Proposed development fails as vote to extend UDB falls short

Despite a 6-5 favorable vote on Dec. 15, Miami-Dade County Commissioners fell short by a single vote needed to extend the Urban Development Boundary (UDB) in West Kendall.

Bitterly opposed by environmental and UDB preservation activists, passage would have allowed a commercial center to spring up on agriculturally zoned acreage at the corner of SW 88th Street (Kendall Drive) and SW 177th (Krome) Avenue.

The property borders the farthest residential and commercial currently underway in western Miami-Dade County.

At stake was a Comprehensive Development Master Plan (CDMP) amendment that would have allowed development on a 61-acre bean field designated within a wellfield protection zone for Miami-Dade’s largest underground aquifer that supplies drinking water countywide.

With a simple majority of seven of 13 commission votes needed to move the UDB, a 6-5 count failed on District 11 Commissioner Juan Zapata’s motion to forward the proposal for a state review with a negative recommendation, seconded by Commissioner Barbara Jordan.

The five “no” votes that blocked that decision were cast by Commissioner Daniela Levine Cava, Audrey Edmondson, Dennis Moss, Rebeca Sosa and Xavier Suarez. Commissioners Sally Heyman and Jean Monestine were absent when the tally was taken.

Julie Dick, staff attorney at the Everglades Law Center, a nonprofit firm dedicated to preserving the natural landscape of Florida, keynoted objections for the project’s wellfield location, encroachment on the Everglades National Park ecosystem and inconsistency with CDMP protection against sea level rise.

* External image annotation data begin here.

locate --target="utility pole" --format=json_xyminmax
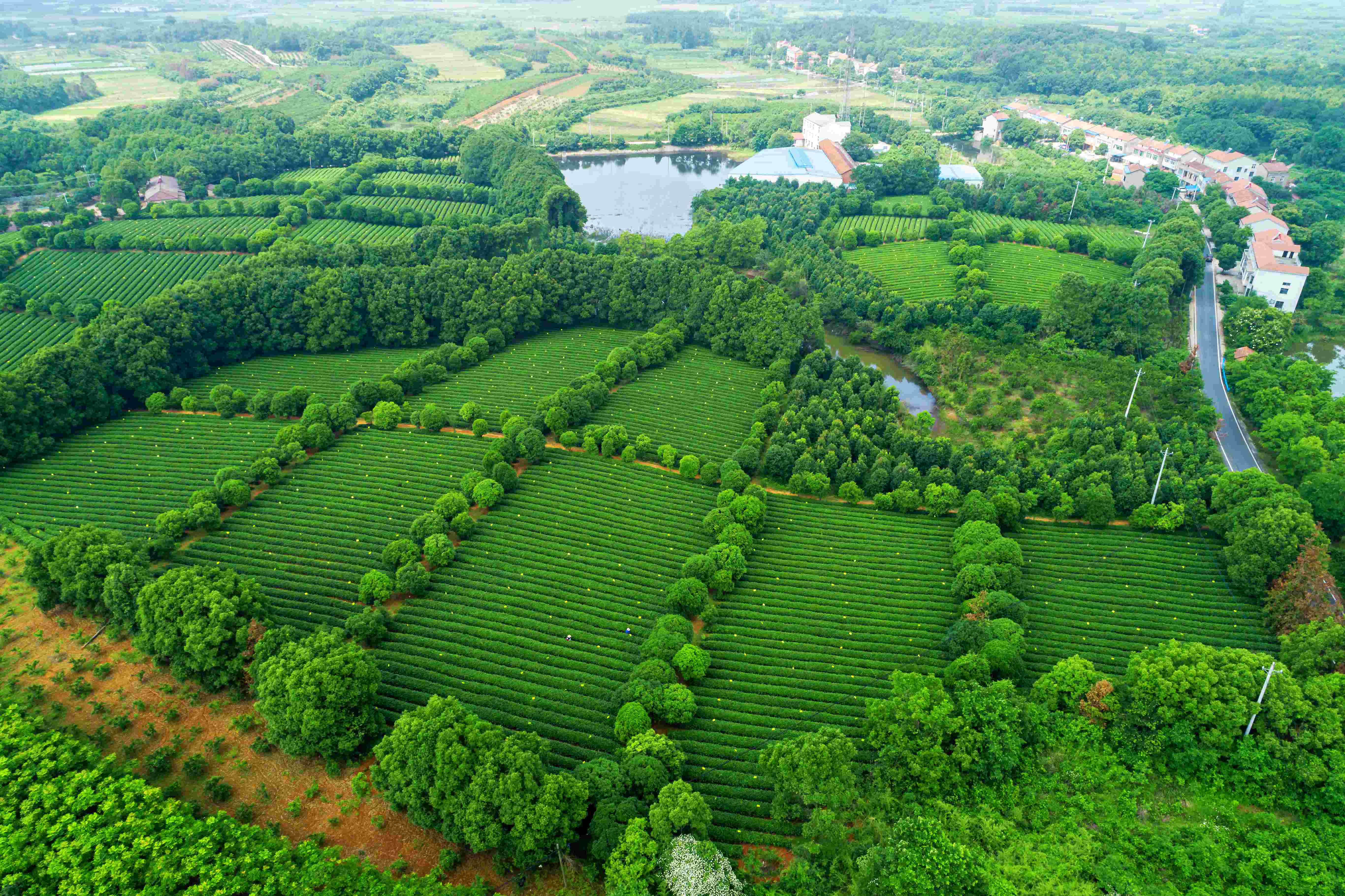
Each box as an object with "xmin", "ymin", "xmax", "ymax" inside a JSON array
[
  {"xmin": 1126, "ymin": 367, "xmax": 1145, "ymax": 420},
  {"xmin": 1243, "ymin": 659, "xmax": 1284, "ymax": 737},
  {"xmin": 1137, "ymin": 447, "xmax": 1171, "ymax": 505}
]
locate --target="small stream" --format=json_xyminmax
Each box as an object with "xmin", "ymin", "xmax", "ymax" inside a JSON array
[
  {"xmin": 827, "ymin": 330, "xmax": 939, "ymax": 420},
  {"xmin": 1284, "ymin": 339, "xmax": 1345, "ymax": 398}
]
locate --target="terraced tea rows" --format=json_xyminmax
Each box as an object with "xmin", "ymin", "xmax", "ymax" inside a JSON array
[
  {"xmin": 843, "ymin": 241, "xmax": 958, "ymax": 300},
  {"xmin": 342, "ymin": 195, "xmax": 491, "ymax": 218},
  {"xmin": 0, "ymin": 413, "xmax": 276, "ymax": 540},
  {"xmin": 295, "ymin": 218, "xmax": 416, "ymax": 246},
  {"xmin": 5, "ymin": 249, "xmax": 243, "ymax": 309},
  {"xmin": 672, "ymin": 495, "xmax": 958, "ymax": 844},
  {"xmin": 184, "ymin": 342, "xmax": 428, "ymax": 401},
  {"xmin": 274, "ymin": 165, "xmax": 346, "ymax": 183},
  {"xmin": 403, "ymin": 327, "xmax": 639, "ymax": 425},
  {"xmin": 89, "ymin": 215, "xmax": 272, "ymax": 240},
  {"xmin": 184, "ymin": 424, "xmax": 488, "ymax": 628},
  {"xmin": 971, "ymin": 211, "xmax": 1145, "ymax": 250},
  {"xmin": 1014, "ymin": 523, "xmax": 1278, "ymax": 675},
  {"xmin": 377, "ymin": 457, "xmax": 714, "ymax": 767},
  {"xmin": 986, "ymin": 242, "xmax": 1130, "ymax": 305},
  {"xmin": 0, "ymin": 312, "xmax": 79, "ymax": 370},
  {"xmin": 374, "ymin": 171, "xmax": 467, "ymax": 187},
  {"xmin": 592, "ymin": 346, "xmax": 764, "ymax": 460},
  {"xmin": 838, "ymin": 215, "xmax": 929, "ymax": 240}
]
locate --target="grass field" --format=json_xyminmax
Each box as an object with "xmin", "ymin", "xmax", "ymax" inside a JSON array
[
  {"xmin": 683, "ymin": 495, "xmax": 958, "ymax": 844},
  {"xmin": 592, "ymin": 346, "xmax": 763, "ymax": 462},
  {"xmin": 377, "ymin": 449, "xmax": 714, "ymax": 768},
  {"xmin": 839, "ymin": 210, "xmax": 1145, "ymax": 250},
  {"xmin": 5, "ymin": 249, "xmax": 243, "ymax": 309},
  {"xmin": 342, "ymin": 196, "xmax": 491, "ymax": 219},
  {"xmin": 845, "ymin": 239, "xmax": 1130, "ymax": 305},
  {"xmin": 184, "ymin": 342, "xmax": 425, "ymax": 402},
  {"xmin": 393, "ymin": 42, "xmax": 504, "ymax": 81},
  {"xmin": 843, "ymin": 240, "xmax": 958, "ymax": 300},
  {"xmin": 34, "ymin": 71, "xmax": 182, "ymax": 121},
  {"xmin": 1014, "ymin": 523, "xmax": 1278, "ymax": 675},
  {"xmin": 0, "ymin": 312, "xmax": 79, "ymax": 370},
  {"xmin": 403, "ymin": 327, "xmax": 639, "ymax": 420},
  {"xmin": 295, "ymin": 218, "xmax": 416, "ymax": 246},
  {"xmin": 184, "ymin": 424, "xmax": 487, "ymax": 619},
  {"xmin": 0, "ymin": 413, "xmax": 276, "ymax": 540},
  {"xmin": 89, "ymin": 216, "xmax": 272, "ymax": 240}
]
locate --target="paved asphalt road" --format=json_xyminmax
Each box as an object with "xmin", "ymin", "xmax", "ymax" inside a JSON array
[{"xmin": 1196, "ymin": 257, "xmax": 1260, "ymax": 469}]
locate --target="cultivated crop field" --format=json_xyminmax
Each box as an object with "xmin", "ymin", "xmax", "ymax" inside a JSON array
[
  {"xmin": 5, "ymin": 249, "xmax": 243, "ymax": 308},
  {"xmin": 1014, "ymin": 522, "xmax": 1278, "ymax": 675},
  {"xmin": 0, "ymin": 413, "xmax": 276, "ymax": 540},
  {"xmin": 838, "ymin": 215, "xmax": 929, "ymax": 240},
  {"xmin": 374, "ymin": 171, "xmax": 467, "ymax": 187},
  {"xmin": 985, "ymin": 242, "xmax": 1130, "ymax": 305},
  {"xmin": 592, "ymin": 346, "xmax": 763, "ymax": 460},
  {"xmin": 845, "ymin": 240, "xmax": 958, "ymax": 300},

“This is an industrial site on top of our wellfield,” she declared, adding that future predictions of sea level rise would increase the potential of contamination without any development of the property.

County planning chief Mark Woerner told commissioners that “there is no need for urban expansion at this time,” adding “there is an adequate supply of land within the UDB” for such development.

The application was backed by its owners that included Rodney Barreto, a lobbying firm, and Sergio Pino, one of the most active residential builders in West Kendall, both donors to commission races and Mayor Carlos Giminez’s campaigns.

Less than a month before, commissioners on Nov. 18 turned down a CDMP change that would have created a “Green City” residential and commercial development on 850 acres at the northeast corner of Kendall Drive and Krome Avenue, losing by a 5-5 count on a similar Zapata motion for state review.

While outside the UDB line, the area is slated for future growth if the UDB is moved farther west. A second motion by Zapata later defeated the proposal outright, 8-2.

At the same session, the commission rejected a shopping plaza that required approval for its location within the current UDB in West Kendall’s Horse Country at SW 56th Street and 127th Avenue.